Warren claims that the middle class will not have to pay a single cent in taxes to pay for her “Medicare for All” program. This is not entirely true, as explained below. At the same time, Warren plays down how her government run, one size fits all plan will cost middle class workers massive job losses. And she avoids altogether the risk that her plan will result in health care rationing, significantly degrading the quality and availability of health care that Americans who are not rich enough to pay for their own private health care will receive.
Warren’s plan would end private health insurance altogether. Americans will be forced into her new federal government plan in order to receive paid-for health care of any sort. Virtually all the money that employers were paying for their employees’ private health insurance would be transferred to the government to help pay for Warren’s program. She is calling this massive mandatory transfer of money from the private market to big government the “Employer Medicare Contribution.”
Under Warren’s plan, the savings that employees will realize by not contributing any longer to the payment of premiums for employer-provided health insurance would be taxed as additional take home pay. This is little more than a backdoor tax increase on all taxpayers, including the middle class. They will be forced to lose their private health insurance of choice and pay more taxes instead to the government for the “privilege” of no longer being able to contribute to the cost of the insurance plans they like.
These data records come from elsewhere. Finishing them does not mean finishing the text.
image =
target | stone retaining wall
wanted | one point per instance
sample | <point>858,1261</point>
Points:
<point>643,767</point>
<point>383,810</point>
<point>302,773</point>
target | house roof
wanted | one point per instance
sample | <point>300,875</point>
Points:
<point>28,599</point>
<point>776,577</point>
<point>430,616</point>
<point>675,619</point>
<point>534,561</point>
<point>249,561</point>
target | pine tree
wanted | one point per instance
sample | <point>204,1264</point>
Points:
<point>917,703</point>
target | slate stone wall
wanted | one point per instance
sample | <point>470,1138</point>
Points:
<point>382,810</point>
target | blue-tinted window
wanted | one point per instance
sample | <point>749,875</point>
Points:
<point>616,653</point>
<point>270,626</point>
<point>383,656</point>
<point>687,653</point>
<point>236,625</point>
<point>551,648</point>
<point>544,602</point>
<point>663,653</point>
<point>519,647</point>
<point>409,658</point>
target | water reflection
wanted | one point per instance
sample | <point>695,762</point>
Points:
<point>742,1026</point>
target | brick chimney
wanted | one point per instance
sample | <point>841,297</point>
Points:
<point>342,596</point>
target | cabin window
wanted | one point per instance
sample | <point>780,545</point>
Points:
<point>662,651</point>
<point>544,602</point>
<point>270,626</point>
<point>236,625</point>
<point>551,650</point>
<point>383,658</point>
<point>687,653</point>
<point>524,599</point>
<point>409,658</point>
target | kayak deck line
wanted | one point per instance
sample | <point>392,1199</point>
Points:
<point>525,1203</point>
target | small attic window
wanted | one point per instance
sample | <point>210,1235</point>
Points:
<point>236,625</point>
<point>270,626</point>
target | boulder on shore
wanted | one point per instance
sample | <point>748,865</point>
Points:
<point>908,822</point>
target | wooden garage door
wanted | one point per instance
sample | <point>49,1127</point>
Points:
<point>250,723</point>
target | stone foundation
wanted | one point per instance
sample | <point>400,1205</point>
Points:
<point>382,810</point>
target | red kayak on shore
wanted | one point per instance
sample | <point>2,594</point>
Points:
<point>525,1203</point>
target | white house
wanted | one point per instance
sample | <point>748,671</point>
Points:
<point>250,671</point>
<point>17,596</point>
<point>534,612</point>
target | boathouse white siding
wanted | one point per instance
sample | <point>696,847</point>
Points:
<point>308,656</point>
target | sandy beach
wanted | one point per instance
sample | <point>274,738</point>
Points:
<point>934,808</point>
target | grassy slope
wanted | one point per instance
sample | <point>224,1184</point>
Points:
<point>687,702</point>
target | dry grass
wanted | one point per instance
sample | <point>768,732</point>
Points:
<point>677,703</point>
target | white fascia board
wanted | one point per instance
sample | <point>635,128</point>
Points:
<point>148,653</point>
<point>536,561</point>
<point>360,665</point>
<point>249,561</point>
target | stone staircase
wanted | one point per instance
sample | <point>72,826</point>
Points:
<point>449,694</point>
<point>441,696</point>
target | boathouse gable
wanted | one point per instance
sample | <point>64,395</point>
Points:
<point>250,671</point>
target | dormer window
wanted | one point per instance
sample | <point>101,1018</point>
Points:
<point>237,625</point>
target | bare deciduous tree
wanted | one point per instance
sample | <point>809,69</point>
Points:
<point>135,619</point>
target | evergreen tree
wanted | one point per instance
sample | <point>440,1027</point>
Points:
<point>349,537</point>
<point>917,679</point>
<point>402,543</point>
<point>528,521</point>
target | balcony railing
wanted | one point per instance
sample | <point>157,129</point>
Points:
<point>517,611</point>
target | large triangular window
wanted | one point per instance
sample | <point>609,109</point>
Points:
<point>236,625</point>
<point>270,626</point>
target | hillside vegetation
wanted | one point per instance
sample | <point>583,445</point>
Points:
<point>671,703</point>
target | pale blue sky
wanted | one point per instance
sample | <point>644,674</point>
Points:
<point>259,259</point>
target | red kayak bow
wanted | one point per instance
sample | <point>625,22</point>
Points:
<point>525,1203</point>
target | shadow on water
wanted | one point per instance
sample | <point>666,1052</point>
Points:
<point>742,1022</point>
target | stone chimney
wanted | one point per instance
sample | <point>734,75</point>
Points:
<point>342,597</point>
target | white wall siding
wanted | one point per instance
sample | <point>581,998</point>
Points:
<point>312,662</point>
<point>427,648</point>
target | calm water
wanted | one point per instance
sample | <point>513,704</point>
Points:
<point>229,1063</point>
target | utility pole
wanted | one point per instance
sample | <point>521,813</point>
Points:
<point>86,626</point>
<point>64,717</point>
A majority of Americans are satisfied with both their present health coverage and the quality of the health care they are receiving. Yet Warren wants to turn the nation’s health care system upside down.
In addition, Elizabeth Warren’s proposed financial transactions tax on stock trades will hurt Main Street middle class investors.
How about all the workers in the private health insurance industry that goes away under Warren’s plan. Warren acknowledged that as many as 2 million jobs could disappear as a result of “Medicare for All,” but she coldly considered the steep job losses “part of the cost issue.” No, Senator Warren, it’s not simply a dollars and cents “cost issue.” Real human beings at all income levels will suffer real economic harm to themselves and their families if they lose their jobs. We are not just talking about billionaires or millionaires here. The national average salary for a Health Insurance Specialist is $88,729, according to Glassdoor Inc. The national average salary for a Health Insurance Agent is $35,522. Additional cash compensation could bring the figure up to around $52,000. Not exactly members of the top 1 percent club who Warren reviles. Yet, in true Marie Antoinette ‘let them eat cake’ fashion, Warren cavalierly surmised that “Some of the people currently working in health insurance will work in other parts of insurance. In life insurance, in auto insurance, in car insurance.”